I took a course in computational physics and I was given in an assigment to solve the equation of simple harmonic oscillator x_dot_dot = -x . I wrtoe the script in Julia for both methods
function RK4(x0 , F, T , dt)
F1(f) = x -> f(x...)
F2(f) = x -> f((x .+ 0.5*dt*F1(f)(x))...)
F3(f) = x -> f((x .+ 0.5*dt*F2(f)(x))...)
F4(f) = x -> f((x .+ dt*F3(f)(x))...)
t = 0:dt:T
x = zeros(length(t), length(x0))
x[1,:] = x0
for n in 1:length(t) - 1
act(F) = map(f -> f(x[n,:]) , F)'
x[n+1,:]= x[n,:] .+ (dt/6)*(act(F1.(F)) .+ 2*act(F2.(F)) + 2*act(F3.(F)) + act(F4.(F)))
end
return (x,t)
end
function euler(x0 , F, T , dt)
F1(f) = x -> f(x...)
t = 0:dt:T
x = zeros(length(t), length(x0))
x[1,:] = x0
for n in 1:length(t)-1
act(F) = map(f -> f(x[n,:]) , F)'
x[n+1,:]= x[n,:] .+ dt.* act(F1.(F))
end
return (x,t)
end
the code works and it solves the ODE for both methods by when i plot the solutions it seems that the RK4 isn't compensating the Euler method when trying them both with equal time steps. When i try to use with RK4 with say half time step than Euler, Euler always shows more accurte results and when i try to use a timestep of say dt = 0.01 for both methods the plots look almost identically the same.
The rest of the code :
using Plots
using LaTeXStrings
include("./methods.jl")
x0 = [1,0]
f1(x,v)= v
f2(x,v) = -x
plt = plot(xlabel = L"t")
xe , t = euler(x0 , [f1 f2] , 10*2π , 0.0005)
plot!(t, xe[:,1] , label = "Euler")
xr , t = RK4(x0 , [f1 f2] , 10*2π , 0.0005)
plot!(t, xr[:,1] , label = "RK4")
# Analytical solution
#plot!(t, cos.(t))
display(plt)
Thanks!
The reason RK4 is less accurate is because of a bug. The implementation in the question is really obfuscated. And even non-indented. There is definitely better and more efficient ways to implement this and there are certainly packages in Julia which do so.
A fixed RK4 can be:
function RK4(x0 , F, T , dt)
F1(f) = x -> f(x...)
F2(f) = x -> f((x .+ 0.5*dt*[F1(g)(x) for g in F]')...)

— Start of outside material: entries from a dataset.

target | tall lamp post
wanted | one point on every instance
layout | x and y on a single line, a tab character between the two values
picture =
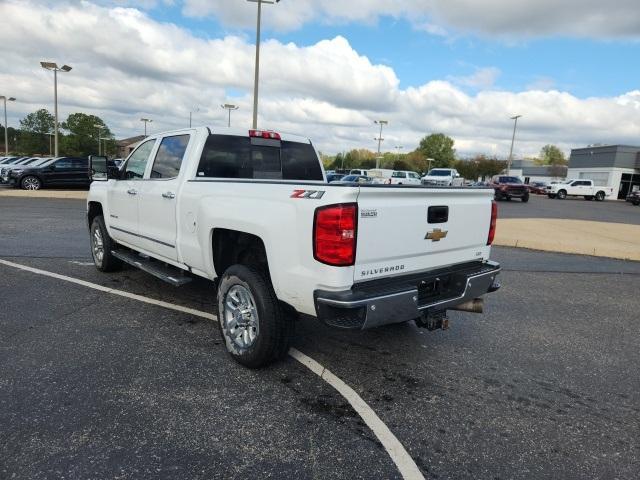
99	127
145	120
229	107
64	69
380	139
513	138
6	126
257	68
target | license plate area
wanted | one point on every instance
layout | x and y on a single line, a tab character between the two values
440	287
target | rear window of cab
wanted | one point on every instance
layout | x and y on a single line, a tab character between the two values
230	156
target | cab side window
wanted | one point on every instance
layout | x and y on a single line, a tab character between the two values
137	163
169	157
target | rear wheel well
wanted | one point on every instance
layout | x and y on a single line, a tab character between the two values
231	247
95	209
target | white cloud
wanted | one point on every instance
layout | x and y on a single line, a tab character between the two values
481	79
529	18
127	66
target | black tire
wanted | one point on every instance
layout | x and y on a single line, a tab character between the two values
107	262
30	182
274	326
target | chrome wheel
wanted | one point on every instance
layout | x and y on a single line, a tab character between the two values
31	183
97	245
240	319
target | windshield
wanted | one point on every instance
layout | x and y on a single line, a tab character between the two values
439	173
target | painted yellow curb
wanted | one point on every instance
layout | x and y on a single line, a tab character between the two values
14	192
601	239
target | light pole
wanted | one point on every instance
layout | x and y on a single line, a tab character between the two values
145	120
398	148
229	107
65	68
257	68
513	139
380	139
99	127
6	127
50	148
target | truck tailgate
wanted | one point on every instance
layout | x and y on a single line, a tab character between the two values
393	225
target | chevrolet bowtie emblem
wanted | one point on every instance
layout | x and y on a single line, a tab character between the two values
436	235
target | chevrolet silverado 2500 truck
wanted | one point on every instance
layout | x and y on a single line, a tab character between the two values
253	211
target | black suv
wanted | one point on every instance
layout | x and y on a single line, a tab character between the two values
65	171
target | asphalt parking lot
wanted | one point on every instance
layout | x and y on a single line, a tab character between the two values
543	385
539	206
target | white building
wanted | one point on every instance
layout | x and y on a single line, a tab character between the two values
616	166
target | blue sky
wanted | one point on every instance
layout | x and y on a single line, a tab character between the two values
586	67
330	68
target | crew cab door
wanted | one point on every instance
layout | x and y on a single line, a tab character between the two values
123	196
158	197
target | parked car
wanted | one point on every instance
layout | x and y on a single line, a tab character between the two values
252	209
404	177
334	177
579	188
442	177
354	179
539	188
65	171
634	197
506	187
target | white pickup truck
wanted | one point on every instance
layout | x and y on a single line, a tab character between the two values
253	211
578	188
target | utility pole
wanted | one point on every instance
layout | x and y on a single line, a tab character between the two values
257	67
229	107
64	69
6	126
398	148
513	138
380	139
145	120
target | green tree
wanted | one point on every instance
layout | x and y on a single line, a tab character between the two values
439	147
34	129
82	139
551	155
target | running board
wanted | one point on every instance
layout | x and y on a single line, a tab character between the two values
164	272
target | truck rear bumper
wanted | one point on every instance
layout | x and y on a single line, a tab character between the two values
399	299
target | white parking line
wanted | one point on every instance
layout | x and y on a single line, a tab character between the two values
407	467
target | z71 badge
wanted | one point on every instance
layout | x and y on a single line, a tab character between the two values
310	194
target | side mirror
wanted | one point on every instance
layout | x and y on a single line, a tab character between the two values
101	169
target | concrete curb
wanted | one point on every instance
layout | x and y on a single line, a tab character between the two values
75	194
600	239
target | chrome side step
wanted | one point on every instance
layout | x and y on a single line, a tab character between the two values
169	274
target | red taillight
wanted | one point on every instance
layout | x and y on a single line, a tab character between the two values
264	134
335	228
492	226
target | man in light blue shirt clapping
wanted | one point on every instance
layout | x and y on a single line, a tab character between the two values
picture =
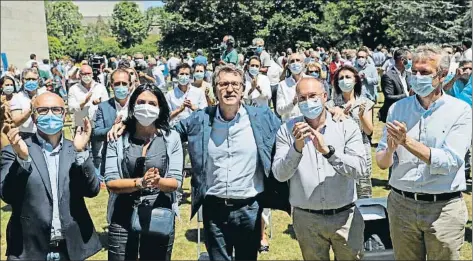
425	140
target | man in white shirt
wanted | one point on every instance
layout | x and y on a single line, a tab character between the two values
22	103
428	134
184	98
83	100
286	94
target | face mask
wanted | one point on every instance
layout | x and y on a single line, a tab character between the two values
422	84
199	75
361	62
311	108
8	89
183	79
121	92
31	85
346	85
296	68
50	124
409	64
86	79
253	71
146	114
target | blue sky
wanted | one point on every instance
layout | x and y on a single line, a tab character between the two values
148	4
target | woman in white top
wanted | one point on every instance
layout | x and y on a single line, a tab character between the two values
258	88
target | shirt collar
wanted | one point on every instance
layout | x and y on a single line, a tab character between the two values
47	146
241	112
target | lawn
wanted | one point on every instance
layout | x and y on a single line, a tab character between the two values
283	246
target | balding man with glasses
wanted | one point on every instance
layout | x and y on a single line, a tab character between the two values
230	147
45	179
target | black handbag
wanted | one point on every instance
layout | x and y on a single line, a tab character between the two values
149	217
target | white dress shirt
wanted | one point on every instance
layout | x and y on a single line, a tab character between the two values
78	93
176	97
256	98
445	128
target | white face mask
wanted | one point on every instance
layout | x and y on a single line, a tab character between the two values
146	114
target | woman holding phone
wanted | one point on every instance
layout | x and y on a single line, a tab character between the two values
144	166
348	100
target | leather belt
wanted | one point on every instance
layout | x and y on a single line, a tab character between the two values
329	212
229	202
427	197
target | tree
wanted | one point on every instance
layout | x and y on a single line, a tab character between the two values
56	49
63	21
128	24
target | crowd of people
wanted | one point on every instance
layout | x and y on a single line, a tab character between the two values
290	131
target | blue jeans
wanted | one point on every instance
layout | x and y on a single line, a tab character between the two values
125	245
227	227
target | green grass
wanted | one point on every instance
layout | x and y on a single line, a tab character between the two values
282	246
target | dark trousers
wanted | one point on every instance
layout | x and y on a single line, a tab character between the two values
274	97
125	245
228	227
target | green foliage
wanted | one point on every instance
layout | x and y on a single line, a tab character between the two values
56	49
128	24
63	21
309	23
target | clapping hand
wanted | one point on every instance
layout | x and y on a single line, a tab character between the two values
18	144
82	137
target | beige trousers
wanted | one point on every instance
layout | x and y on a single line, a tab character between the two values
426	230
343	231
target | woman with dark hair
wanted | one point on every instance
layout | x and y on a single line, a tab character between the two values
258	87
348	100
143	169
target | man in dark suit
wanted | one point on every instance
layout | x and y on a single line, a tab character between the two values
113	110
395	82
45	179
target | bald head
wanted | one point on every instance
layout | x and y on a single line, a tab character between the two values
310	88
48	99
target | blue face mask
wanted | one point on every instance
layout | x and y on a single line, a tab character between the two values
422	84
409	64
31	85
183	79
121	92
50	124
253	71
199	75
311	109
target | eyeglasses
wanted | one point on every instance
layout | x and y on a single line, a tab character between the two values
235	85
45	110
152	103
115	84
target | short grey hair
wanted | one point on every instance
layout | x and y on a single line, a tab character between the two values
227	68
256	40
29	70
432	53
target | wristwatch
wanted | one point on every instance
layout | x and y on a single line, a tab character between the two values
330	153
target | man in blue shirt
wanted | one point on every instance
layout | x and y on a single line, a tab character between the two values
200	58
428	134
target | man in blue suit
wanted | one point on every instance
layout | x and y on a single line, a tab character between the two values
45	179
230	147
112	111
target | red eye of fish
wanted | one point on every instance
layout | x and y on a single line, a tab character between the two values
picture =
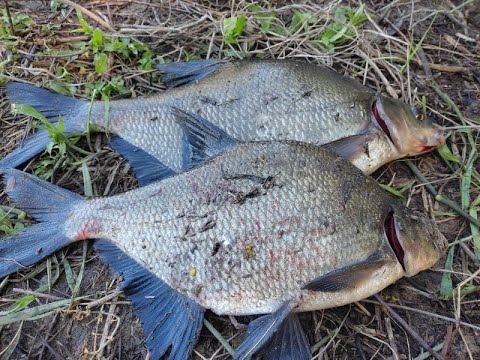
380	121
393	238
427	148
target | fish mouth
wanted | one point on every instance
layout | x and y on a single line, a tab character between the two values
379	120
391	233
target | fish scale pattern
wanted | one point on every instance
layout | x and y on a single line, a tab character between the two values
307	103
264	219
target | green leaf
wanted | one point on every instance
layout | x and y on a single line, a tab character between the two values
101	62
392	191
97	38
22	109
233	28
475	233
69	274
446	154
446	286
61	88
20	304
300	19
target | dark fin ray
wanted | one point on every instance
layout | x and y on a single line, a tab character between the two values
170	320
182	73
147	168
288	343
49	104
205	139
45	202
350	146
261	330
348	277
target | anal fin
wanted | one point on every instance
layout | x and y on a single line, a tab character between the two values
261	330
288	343
147	168
170	320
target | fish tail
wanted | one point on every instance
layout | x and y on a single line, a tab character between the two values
50	205
49	104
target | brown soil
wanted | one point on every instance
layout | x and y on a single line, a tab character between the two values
108	329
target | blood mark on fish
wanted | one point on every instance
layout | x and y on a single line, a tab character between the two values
86	230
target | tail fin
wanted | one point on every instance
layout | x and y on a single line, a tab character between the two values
47	203
49	104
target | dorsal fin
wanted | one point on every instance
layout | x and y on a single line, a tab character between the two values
204	139
147	168
182	73
170	320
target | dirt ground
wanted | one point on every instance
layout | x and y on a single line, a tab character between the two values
440	40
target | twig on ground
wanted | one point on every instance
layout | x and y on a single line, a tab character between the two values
440	198
407	327
89	14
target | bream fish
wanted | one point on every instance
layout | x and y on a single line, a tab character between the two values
251	101
270	228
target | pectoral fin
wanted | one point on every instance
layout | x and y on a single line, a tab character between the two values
348	277
170	320
350	146
147	168
204	139
261	330
182	73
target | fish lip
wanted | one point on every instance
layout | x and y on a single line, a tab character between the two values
381	120
414	141
395	243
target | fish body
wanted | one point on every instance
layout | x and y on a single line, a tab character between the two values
273	227
251	227
251	101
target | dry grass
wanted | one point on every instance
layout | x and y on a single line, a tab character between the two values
97	322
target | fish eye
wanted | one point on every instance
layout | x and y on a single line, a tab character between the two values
420	116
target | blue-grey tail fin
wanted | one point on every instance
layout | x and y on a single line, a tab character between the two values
49	104
182	73
288	343
147	168
170	320
47	203
261	330
204	140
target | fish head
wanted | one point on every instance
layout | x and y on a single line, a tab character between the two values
410	132
413	238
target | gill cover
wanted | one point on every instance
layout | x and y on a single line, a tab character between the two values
415	239
410	133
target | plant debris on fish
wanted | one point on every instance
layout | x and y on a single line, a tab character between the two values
270	228
250	100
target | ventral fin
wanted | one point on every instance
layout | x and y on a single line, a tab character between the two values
204	139
147	168
182	73
350	146
347	277
288	343
170	320
261	330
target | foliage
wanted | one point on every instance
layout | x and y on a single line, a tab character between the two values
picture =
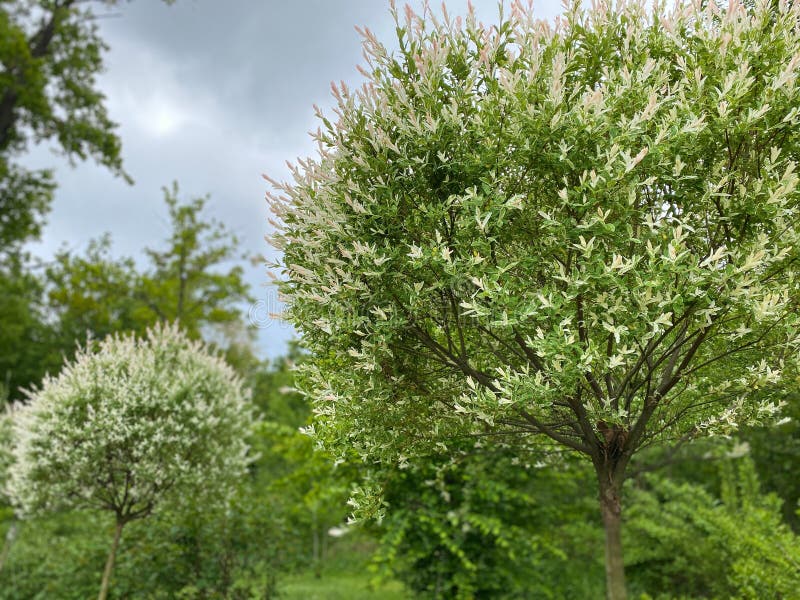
45	316
185	283
484	525
25	337
683	541
123	426
51	54
776	453
586	232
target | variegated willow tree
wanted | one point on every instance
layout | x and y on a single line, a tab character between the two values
582	236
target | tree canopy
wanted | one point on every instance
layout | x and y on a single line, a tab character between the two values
126	426
51	54
582	235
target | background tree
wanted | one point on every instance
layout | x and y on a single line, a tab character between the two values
121	428
47	312
587	234
50	55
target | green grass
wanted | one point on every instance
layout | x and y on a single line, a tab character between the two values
345	586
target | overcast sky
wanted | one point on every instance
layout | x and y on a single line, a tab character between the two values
212	94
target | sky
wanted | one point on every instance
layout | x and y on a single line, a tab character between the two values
212	95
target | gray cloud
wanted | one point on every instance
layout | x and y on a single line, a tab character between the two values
212	94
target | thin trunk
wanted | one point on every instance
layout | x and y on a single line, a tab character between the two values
611	509
112	555
315	544
10	536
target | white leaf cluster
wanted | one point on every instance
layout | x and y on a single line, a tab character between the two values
129	423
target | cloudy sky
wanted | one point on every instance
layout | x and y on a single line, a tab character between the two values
212	94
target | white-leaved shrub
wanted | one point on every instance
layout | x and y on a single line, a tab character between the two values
129	424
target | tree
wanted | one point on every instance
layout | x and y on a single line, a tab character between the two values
50	53
582	236
686	543
186	283
122	428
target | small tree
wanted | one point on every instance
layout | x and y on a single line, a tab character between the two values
123	427
584	234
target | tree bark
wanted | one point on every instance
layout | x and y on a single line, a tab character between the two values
611	509
112	555
12	533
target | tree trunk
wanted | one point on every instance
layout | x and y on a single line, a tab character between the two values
112	555
611	509
12	533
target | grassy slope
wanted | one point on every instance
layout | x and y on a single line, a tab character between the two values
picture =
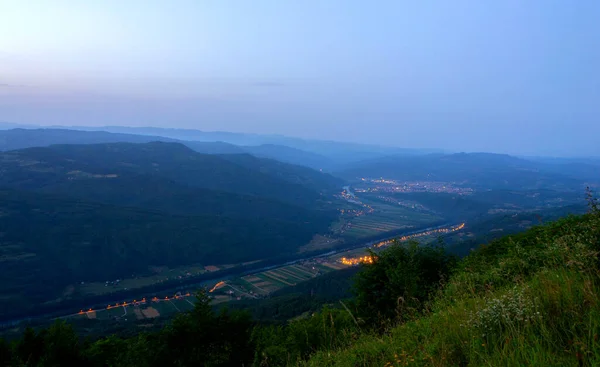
529	299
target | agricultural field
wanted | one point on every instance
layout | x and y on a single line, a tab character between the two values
384	218
266	282
160	274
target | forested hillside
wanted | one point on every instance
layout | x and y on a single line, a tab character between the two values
525	299
82	213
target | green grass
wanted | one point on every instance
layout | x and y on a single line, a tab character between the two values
531	299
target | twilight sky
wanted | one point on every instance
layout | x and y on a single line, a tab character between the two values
508	76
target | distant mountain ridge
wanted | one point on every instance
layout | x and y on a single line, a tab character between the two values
334	154
481	170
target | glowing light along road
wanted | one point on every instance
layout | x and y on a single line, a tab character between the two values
422	234
135	303
217	286
369	259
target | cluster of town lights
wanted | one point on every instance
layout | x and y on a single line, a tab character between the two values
357	260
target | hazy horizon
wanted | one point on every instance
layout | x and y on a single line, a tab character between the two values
511	77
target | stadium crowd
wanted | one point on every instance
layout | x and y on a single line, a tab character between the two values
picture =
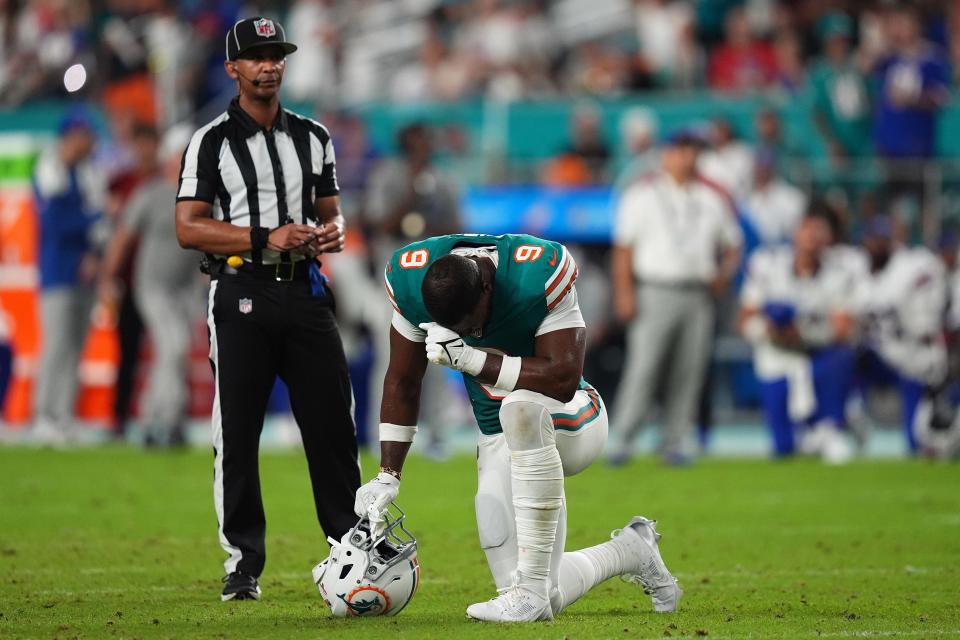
836	289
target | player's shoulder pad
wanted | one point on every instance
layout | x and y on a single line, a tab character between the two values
546	268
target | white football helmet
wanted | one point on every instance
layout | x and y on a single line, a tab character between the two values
370	577
936	423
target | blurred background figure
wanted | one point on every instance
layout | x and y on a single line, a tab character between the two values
410	198
584	161
677	246
840	91
638	154
742	62
137	154
70	196
912	86
727	160
796	310
774	206
902	301
165	289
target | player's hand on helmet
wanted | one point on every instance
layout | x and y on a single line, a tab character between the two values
374	498
446	347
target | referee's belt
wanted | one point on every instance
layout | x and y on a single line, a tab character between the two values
280	271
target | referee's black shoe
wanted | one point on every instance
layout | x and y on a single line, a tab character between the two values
240	586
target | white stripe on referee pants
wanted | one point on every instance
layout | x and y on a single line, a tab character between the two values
230	565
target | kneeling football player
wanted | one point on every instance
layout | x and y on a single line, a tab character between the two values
503	311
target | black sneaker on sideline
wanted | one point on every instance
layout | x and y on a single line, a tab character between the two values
240	586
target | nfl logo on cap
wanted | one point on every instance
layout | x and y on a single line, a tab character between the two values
265	28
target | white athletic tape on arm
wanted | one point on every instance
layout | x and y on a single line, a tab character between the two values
396	432
509	373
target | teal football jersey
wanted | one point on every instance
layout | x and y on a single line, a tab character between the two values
533	277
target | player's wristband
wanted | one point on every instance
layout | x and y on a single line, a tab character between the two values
509	373
472	360
259	237
396	432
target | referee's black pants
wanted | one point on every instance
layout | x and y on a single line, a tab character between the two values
261	328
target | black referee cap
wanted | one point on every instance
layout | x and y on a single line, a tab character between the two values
256	32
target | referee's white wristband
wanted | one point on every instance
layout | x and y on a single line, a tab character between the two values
509	373
755	329
396	432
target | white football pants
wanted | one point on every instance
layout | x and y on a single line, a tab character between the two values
579	429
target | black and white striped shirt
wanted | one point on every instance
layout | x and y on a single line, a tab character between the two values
259	178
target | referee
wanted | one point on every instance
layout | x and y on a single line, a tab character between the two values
258	195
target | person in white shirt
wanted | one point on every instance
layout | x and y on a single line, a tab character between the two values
676	247
774	206
902	303
797	312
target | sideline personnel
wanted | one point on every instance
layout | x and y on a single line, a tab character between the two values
258	194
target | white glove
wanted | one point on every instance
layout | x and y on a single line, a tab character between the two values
374	498
447	348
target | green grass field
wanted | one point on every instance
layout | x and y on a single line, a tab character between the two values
114	543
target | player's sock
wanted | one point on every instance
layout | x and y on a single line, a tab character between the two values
582	570
537	481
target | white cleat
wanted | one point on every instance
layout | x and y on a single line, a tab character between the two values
644	564
514	604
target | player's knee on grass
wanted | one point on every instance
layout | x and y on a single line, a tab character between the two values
525	421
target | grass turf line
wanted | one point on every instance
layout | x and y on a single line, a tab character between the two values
116	543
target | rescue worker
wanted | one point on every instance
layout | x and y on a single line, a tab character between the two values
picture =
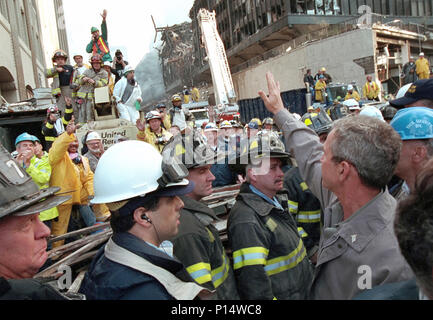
79	69
252	129
195	94
23	237
418	94
99	45
320	90
153	133
226	149
62	75
211	134
415	127
96	149
162	109
143	196
352	93
72	173
38	169
198	245
371	90
55	125
127	93
94	154
303	204
269	257
111	77
96	77
186	95
388	113
353	105
349	176
177	115
422	67
268	124
409	71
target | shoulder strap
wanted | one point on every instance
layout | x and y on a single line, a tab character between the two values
177	288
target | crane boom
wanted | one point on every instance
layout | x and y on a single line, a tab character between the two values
221	76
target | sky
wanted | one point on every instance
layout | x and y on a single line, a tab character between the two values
130	26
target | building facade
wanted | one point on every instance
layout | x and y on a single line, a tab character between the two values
254	31
23	57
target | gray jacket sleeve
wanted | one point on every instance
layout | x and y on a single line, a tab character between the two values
308	151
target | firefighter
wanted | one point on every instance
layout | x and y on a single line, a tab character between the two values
371	90
321	89
55	125
303	204
352	93
22	235
142	192
62	75
422	67
198	245
269	257
95	77
99	45
38	169
153	133
268	124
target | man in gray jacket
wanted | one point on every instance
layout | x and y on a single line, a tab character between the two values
348	174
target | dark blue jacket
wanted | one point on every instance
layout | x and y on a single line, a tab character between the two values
108	280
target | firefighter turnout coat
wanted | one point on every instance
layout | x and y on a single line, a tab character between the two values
269	258
199	248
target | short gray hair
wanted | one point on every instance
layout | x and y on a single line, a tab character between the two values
371	145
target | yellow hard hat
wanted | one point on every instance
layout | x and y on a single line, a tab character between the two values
59	54
176	97
257	120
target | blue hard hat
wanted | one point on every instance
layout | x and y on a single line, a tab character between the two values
25	137
415	123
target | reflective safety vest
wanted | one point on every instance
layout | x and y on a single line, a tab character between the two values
269	257
40	171
100	46
198	246
304	207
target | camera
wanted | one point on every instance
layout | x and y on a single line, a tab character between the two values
77	160
160	140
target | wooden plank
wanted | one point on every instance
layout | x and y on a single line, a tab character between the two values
77	283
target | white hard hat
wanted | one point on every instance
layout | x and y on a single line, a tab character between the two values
93	136
352	104
371	111
401	93
127	69
131	169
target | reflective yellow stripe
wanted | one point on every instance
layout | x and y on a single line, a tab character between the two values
302	233
293	206
219	275
200	272
250	257
304	186
308	216
280	264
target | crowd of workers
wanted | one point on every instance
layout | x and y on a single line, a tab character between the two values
335	204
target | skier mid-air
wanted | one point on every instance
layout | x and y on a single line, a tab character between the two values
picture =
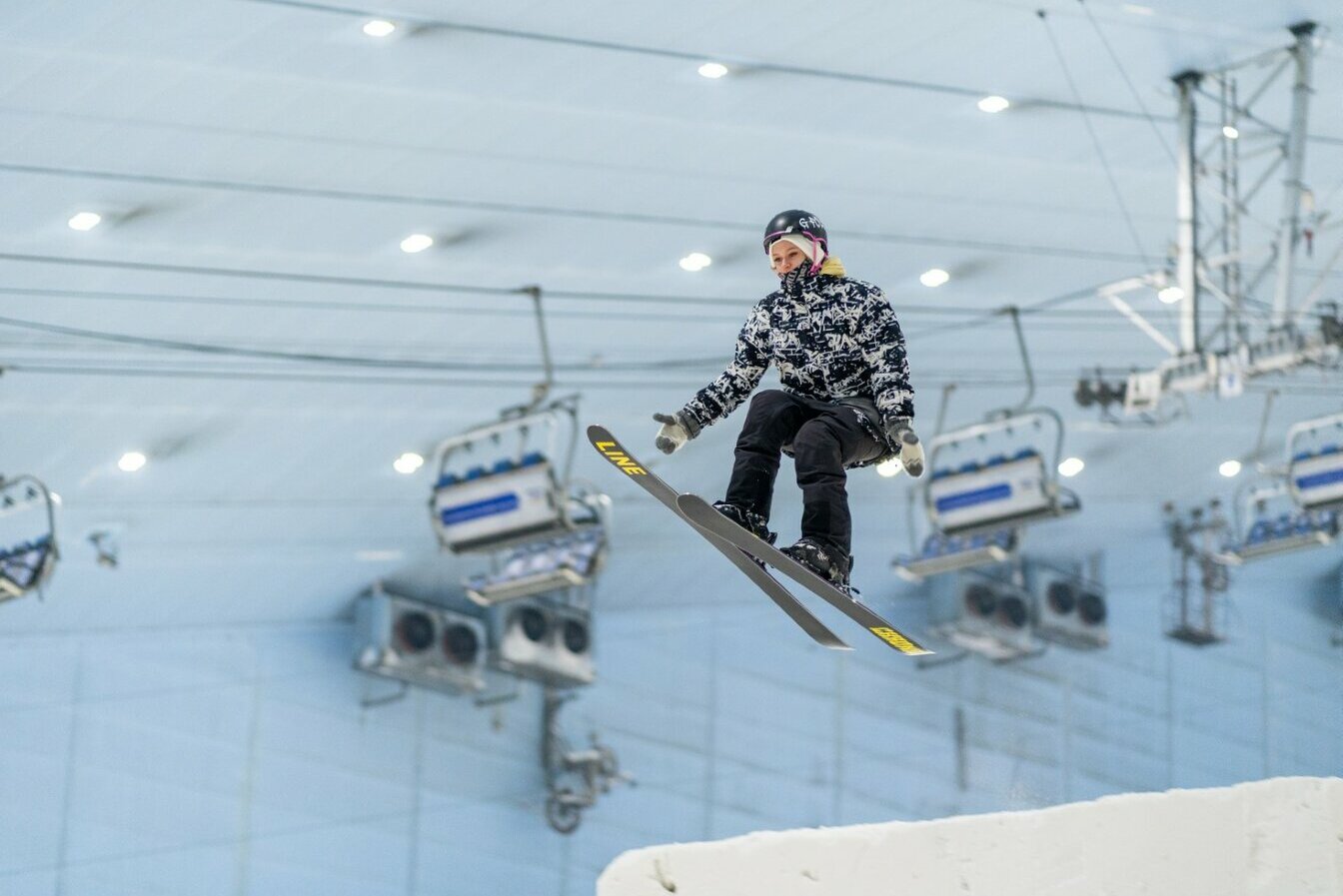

F3(f) = x -> f((x .+ 0.5*dt*[F2(g)(x) for g in F]')...)
F4(f) = x -> f((x .+ dt*[F3(g)(x) for g in F]')...)
t = 0:dt:T
x = zeros(length(t), length(x0))
x[1,:] = x0
for n in 1:length(t) - 1
act(F) = map(f -> f(x[n,:]) , F)'
x[n+1,:]= x[n,:] .+ (dt/6)*(act(F1.(F)) .+ 2*act(F2.(F)) + 2*act(F3.(F)) + act(F4.(F)))
end
return (x,t)
end
Note the definitions of F2, F3, F4 have changed.
The original definition worked because the following broadcasting
julia> [1.2 1.2] .+ 0.5
1×2 Matrix{Float64}:
1.7 1.7
worked on the F1(f)(x) output erroneously.